We’ve all heard people talk about wealth and how to accumulate it, but it can sometimes seem pretty complicated. Here is a simple formula that I show all my clients which is just the bare basics. The “Wealth Formula”, or the formula to creating ‘Wealth’, is:

MONEY
+ TIME
+/- RATE OF RETURN
– INFLATION
– TAXES                             

WEALTH

1. Money: In order to create wealth, you need to start off with your own money. Whether it be lump sum contributions or regular (monthly, weekly, bi-weekly etc..) contributions, we need to start somewhere.

2. Time: Time is a very important thing. A lot of people wait to start investing, which usually results in them not achieving their financial goals or not having enough money in retirement. Some excuses they use are “we’ll wait until the kids are out of the house” or “wait until my debt is paid down” or the like. Often people wait for the situation to be ‘just right’ before they start considering for their future needs, but the reality is, it rarely ever becomes a ‘perfect scenario’. You have to learn to ‘pay yourself’ – yes it’s cliché but it’s true. You need to give your money as much time to compound as possible, so that you can live the type of lifestyle you want to live. Accumulating wealth is not done over-night; it takes years, even decades, to do it. Even if it’s a small amount of $25/month, start somewhere and then gradually increase.

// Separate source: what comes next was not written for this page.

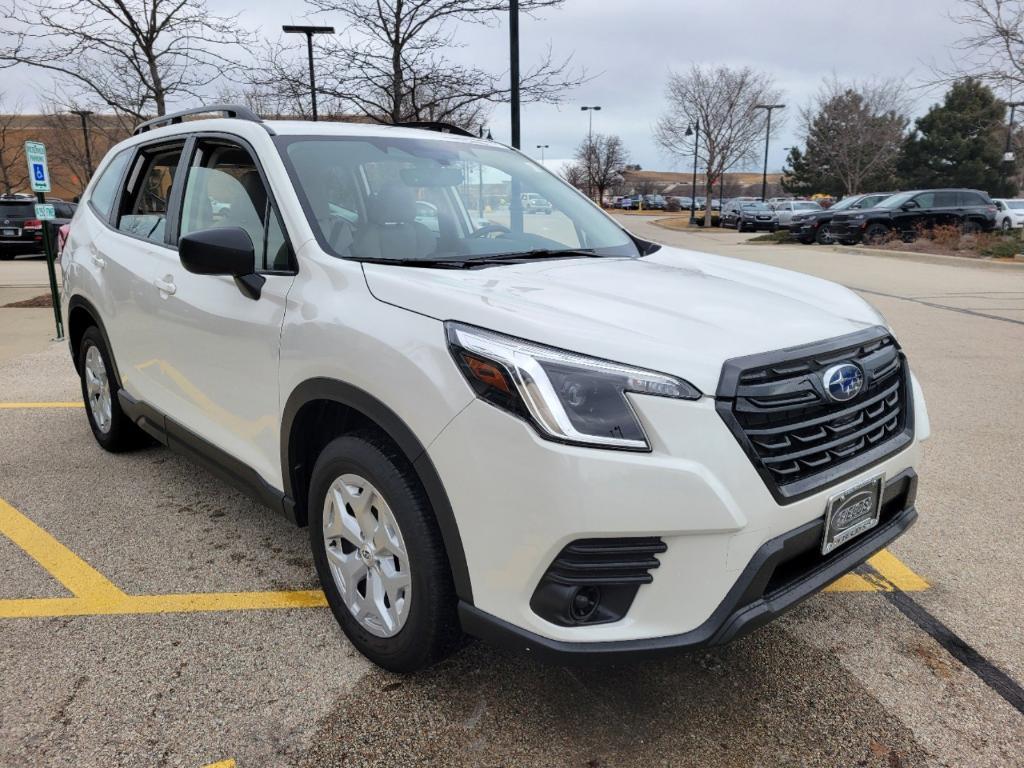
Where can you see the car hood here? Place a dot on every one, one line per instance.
(676, 311)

3. Rate of Return: There is always a rate of return that dictates how much return we get on our investments. You can either have a positive or negative return; obviously we all want a positive one. This kind of ties into point #2 of ‘time’ – the longer you are invested, the better chances you have of having a positive rate of return. This is because your money will have time to compound and go through the market cycles.

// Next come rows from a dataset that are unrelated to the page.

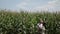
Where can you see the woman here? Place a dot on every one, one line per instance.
(41, 27)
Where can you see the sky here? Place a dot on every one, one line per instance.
(30, 4)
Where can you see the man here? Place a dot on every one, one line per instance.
(41, 27)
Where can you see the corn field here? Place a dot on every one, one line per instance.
(25, 23)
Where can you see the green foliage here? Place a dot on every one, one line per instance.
(25, 23)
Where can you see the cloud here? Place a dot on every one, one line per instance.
(50, 6)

4. Inflation: This point is something that the vast majority of people overlook. Inflation pretty much erodes your purchasing power. In English: A dollar today is not worth a dollar tomorrow, as cost of living continues to increase – examples include Gas, Groceries, Clothing, Homes etc… When investing, you must make sure that you’re beating inflation, otherwise even though it might seem that you have a ‘positive’ return, you might actually be ‘losing money’.

** As a side note: We often hear the Bank of Canada talk about Inflation levels and what their ‘target’ inflation is. It would, however, be a little difficult for the government to back up their claims for the inflation numbers they give us (whether it’s 1.5% or 2.0% or whatever they tell us). The reality is, the numbers the Bank of Canada  uses when telling us about the current inflation rate, are not entirely accurate, as they strip out the prices of volatile goods/services such as food, gas and energy – let’s not forget the booming price of Real Estate in Canada either. As a general rule of thumb, using inflation numbers between 3.0% and 3.5% would give more of an accurate measurement as to the real purchasing power of your money.

5. Taxes: We all know that there are only 2 things that are certain when living in Canada – death and taxes. Taxes can take a HUGE chunk out of your investments, especially if the plan is not set up properly. Also, those in the higher income levels and tax brackets can have a higher percentage of their investments eroded by taxes – sometimes unnecessary taxes. Having an Elite Financial Advisor preparing a proper Financial Plan for your portfolio can often mean having your taxes minimized, and in some cases, negated.

An Elite level Financial Advisor will carefully take a look at every point discussed here and put together a plan that works best at addressing the points. These days too many Institutions and Advisors are just focused on taking your money and don’t take the time to set up a proper financial foundation with their clients. Building a strong financial foundation will all you to both enrich your today, while securing your tomorrow.